COBRA: A Fast and Simple Method for Active Clustering with Pairwise Constraints
This addresses the challenge of ill-posed clustering for users who need to guide clustering systems with minimal constraints, though it is incremental as it builds on existing active constraint-based methods.
The paper tackles the problem of active constraint-based clustering by proposing COBRA, a method that over-clusters data and merges clusters using pairwise constraints, achieving state-of-the-art performance in clustering quality and runtime without needing the number of clusters in advance.

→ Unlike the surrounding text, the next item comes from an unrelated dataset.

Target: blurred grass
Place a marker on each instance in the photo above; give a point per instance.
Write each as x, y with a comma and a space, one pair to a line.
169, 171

Clustering is inherently ill-posed: there often exist multiple valid clusterings of a single dataset, and without any additional information a clustering system has no way of knowing which clustering it should produce. This motivates the use of constraints in clustering, as they allow users to communicate their interests to the clustering system. Active constraint-based clustering algorithms select the most useful constraints to query, aiming to produce a good clustering using as few constraints as possible. We propose COBRA, an active method that first over-clusters the data by running K-means with a $K$ that is intended to be too large, and subsequently merges the resulting small clusters into larger ones based on pairwise constraints. In its merging step, COBRA is able to keep the number of pairwise queries low by maximally exploiting constraint transitivity and entailment. We experimentally show that COBRA outperforms the state of the art in terms of clustering quality and runtime, without requiring the number of clusters in advance.